The Role of the Male Partner in the Prevention of Mother to Child Transmission of HIV in Cameroon

Dickson Shey Nsagha1, , Gregory Edie Halle-Ekane2, Claude Shei Nfor2, Marcelin Ngowe Ngowe2 and Boniface Tatchwanglie Nasah2

1Department of Public Health and Hygiene, Faculty of Health Sciences, University of Buea, Buea, Cameroon

2Department of Surgery, Obstetrics and Gynaecology, Faculty of Health Sciences, University of Buea, Buea, Cameroon

Pub. Date: March 14, 2014

Cite this paper:
Dickson Shey Nsagha, Gregory Edie Halle-Ekane, Claude Shei Nfor, Marcelin Ngowe Ngowe and Boniface Tatchwanglie Nasah. The Role of the Male Partner in the Prevention of Mother to Child Transmission of HIV in Cameroon. American Journal of Epidemiology and Infectious Disease. 2014; 2(2):52-59. doi: 10.12691/ajeid-2-2-1

Abstract

Background: Mother to child transmission of HIV remains a major public health problem. To solve this problem WHO developed the PMTCT program. Involving male partners in the program is associated with improved outcome.
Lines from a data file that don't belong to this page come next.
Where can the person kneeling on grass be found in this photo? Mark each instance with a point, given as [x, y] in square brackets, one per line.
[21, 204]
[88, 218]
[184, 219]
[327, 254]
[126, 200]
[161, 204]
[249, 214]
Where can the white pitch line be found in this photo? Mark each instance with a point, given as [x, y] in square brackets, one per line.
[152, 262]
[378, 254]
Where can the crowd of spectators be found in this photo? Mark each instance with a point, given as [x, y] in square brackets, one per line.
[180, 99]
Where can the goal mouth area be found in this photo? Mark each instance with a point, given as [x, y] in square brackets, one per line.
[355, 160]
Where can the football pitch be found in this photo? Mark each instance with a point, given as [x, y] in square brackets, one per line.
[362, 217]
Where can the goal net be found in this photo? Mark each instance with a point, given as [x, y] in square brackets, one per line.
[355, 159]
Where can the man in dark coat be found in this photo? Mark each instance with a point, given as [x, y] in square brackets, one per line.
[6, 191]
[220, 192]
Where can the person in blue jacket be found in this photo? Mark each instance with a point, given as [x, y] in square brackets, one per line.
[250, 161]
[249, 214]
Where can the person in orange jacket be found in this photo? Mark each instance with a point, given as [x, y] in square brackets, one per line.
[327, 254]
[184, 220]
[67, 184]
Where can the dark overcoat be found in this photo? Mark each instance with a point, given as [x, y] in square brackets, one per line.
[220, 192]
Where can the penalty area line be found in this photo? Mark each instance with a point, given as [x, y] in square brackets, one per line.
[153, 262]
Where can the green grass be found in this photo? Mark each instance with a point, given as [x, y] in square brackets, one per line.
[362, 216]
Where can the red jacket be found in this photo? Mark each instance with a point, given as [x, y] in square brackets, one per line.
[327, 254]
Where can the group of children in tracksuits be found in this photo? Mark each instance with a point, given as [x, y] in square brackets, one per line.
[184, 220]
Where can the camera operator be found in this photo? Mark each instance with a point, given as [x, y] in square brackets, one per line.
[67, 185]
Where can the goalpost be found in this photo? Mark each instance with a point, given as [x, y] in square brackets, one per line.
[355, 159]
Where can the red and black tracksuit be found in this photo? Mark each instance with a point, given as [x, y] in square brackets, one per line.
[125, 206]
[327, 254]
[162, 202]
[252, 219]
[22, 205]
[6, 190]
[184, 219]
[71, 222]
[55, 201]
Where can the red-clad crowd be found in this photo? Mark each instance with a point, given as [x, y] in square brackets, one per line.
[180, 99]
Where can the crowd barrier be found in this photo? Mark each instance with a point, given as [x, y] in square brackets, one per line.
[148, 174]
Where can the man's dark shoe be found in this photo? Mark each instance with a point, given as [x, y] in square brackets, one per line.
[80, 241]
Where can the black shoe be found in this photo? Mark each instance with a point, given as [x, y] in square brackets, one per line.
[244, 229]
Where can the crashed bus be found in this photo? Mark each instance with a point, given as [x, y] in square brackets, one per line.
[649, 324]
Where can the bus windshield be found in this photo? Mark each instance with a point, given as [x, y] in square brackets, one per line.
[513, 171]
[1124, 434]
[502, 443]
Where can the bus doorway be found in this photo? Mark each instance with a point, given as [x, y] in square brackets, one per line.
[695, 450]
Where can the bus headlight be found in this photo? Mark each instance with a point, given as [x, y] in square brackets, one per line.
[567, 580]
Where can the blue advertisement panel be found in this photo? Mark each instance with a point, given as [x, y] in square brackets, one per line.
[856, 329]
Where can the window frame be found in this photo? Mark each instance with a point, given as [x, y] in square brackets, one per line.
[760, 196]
However, in Cameroon, only 1.6% of men participated in the program in 2010 and the program’s target of 80% was not reached. Hence, this study sought to assess the knowledge, attitudes and practices of men with regards to PMTCT in the Buea Health District of Cameroon. Methods: It was a cross sectional survey of 384 community men and 384 women attending ANC/PMTCT and IWF clinics in the Buea Health District using a structured questionnaire. Ethical clearance was obtained from the FHSIRB. Each health area in the district represented a stratum. In each stratum, there was sampling of women at the clinics and men in the community. Written consent was obtained from all participants. Data was analysed on EPI INFO version 3.5.1. Results: More than 81% of respondents had heard of the PMTCT program (95%CI: 93.5-97.9%). However, the proportion of men and women with correct knowledge of PMTCT was less than the 80% target (95%CI: 72.5%-81.2% for men and 68.2-77.4% for women). The health services (p=0.0001), radio and television (p=0.0001) were the main sources of information on PMTCT. Attitudes towards PMTCT program activities and male involvement was largely positive. Male participation at ANC/PMTCT clinic was low (41.3%). Non-invitation to clinic and lack of time were the main reasons for low male participation. Use of condom during pregnancy and breastfeeding was low (74.5%) and practice of multiple sexual partners was common in the district. Community sensitisation, creation of clinic days for men and participation of couples at ANC clinics were proposed methods for improving male participation. Conclusion: Men have a role to play in PMTCT and should be given adequate knowledge of PMTCT for improved outcome.